Цинциннат затаил дыхание, двинулся, остановился опять, прислушался: где-то впереди, в неведомом отдалении, раздался стук.
Это был мерный, мелкий, токающий стук, и Цинциннат, у которого сразу затрепетали все листики, почуял в нем приглашение. Он пошел дальше, очень внимательный, мерцающий, легкий; в который раз завернул за угол. Стук прекратился, но потом словно перелетел поближе, как невидимый дятел. Ток, ток, ток. Цинциннат ускорил шаг, и опять темный коридор загнулся. Вдруг стало светлее, – хотя не по-дневному, – и вот стук сделался определенным, довольным собой. Впереди бледно освещенная Эммочка бросала об стену мяч.
Проход в этом месте был широк, и сначала Цинциннату показалось, что в левой стене находится большое глубокое окно, откуда и льется тот странный добавочный свет. Эммочка, нагнувшись, чтобы поднять мяч, а заодно подтянуть носок, хитро и застенчиво оглянулась. На ее голых руках и вдоль голеней дыбом стояли светлые волоски. Глаза блестели сквозь белесые ресницы. Вот она выпрямилась, откидывая с лица льняные локоны той же рукой, которой держала мяч.
– Тут нельзя ходить, – сказала она, у нее было что-то во рту – щелкнуло за щекой, ударилось о зубы.
– Что это ты сосешь? – спросил Цинциннат.
Эммочка высунула язык; на его самостоятельно живом кончике лежал ярчайший барбарисовый леденец.
– У меня еще есть, – сказала она, – хотите?
Цинциннат покачал головой.
– Тут нельзя ходить, – повторила Эммочка.
– Почему? – спросил Цинциннат.
Она пожала плечом и, ломаясь, выгибая руку с мячом и напрягая икры, подошла к тому месту, где ему показалось – углубление, окно, – и там, ерзая, вдруг становясь голенастее, устроилась на каменном выступе вроде подоконника.
Нет, это было лишь подобие окна; скорее – витрина, а за ней – да, конечно, как не узнать! – вид на Тамарины Сады. Намалеванный в нескольких планах, выдержанный в мутно-зеленых тонах и освещенный скрытыми лампочками, ландшафт этот напоминал не столько террариум или театральную макету, сколько тот задник, на фоне которого тужится духовой оркестр.
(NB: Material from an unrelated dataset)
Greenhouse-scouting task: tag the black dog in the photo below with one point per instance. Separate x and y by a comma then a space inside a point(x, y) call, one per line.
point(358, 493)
Все передано было довольно точно в смысле группировок и перспектив, – и кабы не вялость красок, да неподвижность древесных верхушек, да непроворность освещения, можно было бы, прищурившись, представить себе, что глядишь через башенное окно, вот из этой темницы, на те сады. Снисходительный глаз узнавал эти дороги, эту курчавую зелень рощ, и справа портик, и отдельные тополя, и даже бледный мазок посреди неубедительной синевы озера, – вероятно, лебедь. А в глубине, в условном тумане, круглились холмы, и над ними, на том темно-сизом небе, под которым живут и умирают лицедеи, стояли неподвижные кучевые облака. И все это было как-то несвежо, ветхо, покрыто пылью, и стекло, через которое смотрел Цинциннат, было в пятнах, – по иным из них можно было восстановить детскую пятерню.
– А все-таки выведи меня туда, – прошептал Цинциннат, – я тебя умоляю.
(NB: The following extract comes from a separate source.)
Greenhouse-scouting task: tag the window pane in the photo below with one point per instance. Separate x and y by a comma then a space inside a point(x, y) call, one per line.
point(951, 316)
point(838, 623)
Он сидел рядом с Эммочкой на каменном выступе, и оба всматривались в искусственную даль за витриной, она загадочно водила пальцем по вьющимся тропам, и от ее волос пахло ванилью.
– Тятька идет, – вдруг хрипло и скоро проговорила она, оглянувшись; соскочила на пол и скрылась.
Действительно, со стороны, противоположной той, с которой пришел Цинциннат (сперва даже подумалось – зеркало), близился Родион, позванивая ключами.
– Пожалте домой, – сказал он шутливо.
Свет потух в витрине, и Цинциннат сделал шаг, намереваясь вернуться тем же путем, которым сюда добрался.
– Куды, куды, – крикнул Родион, – подите прямо, так ближе.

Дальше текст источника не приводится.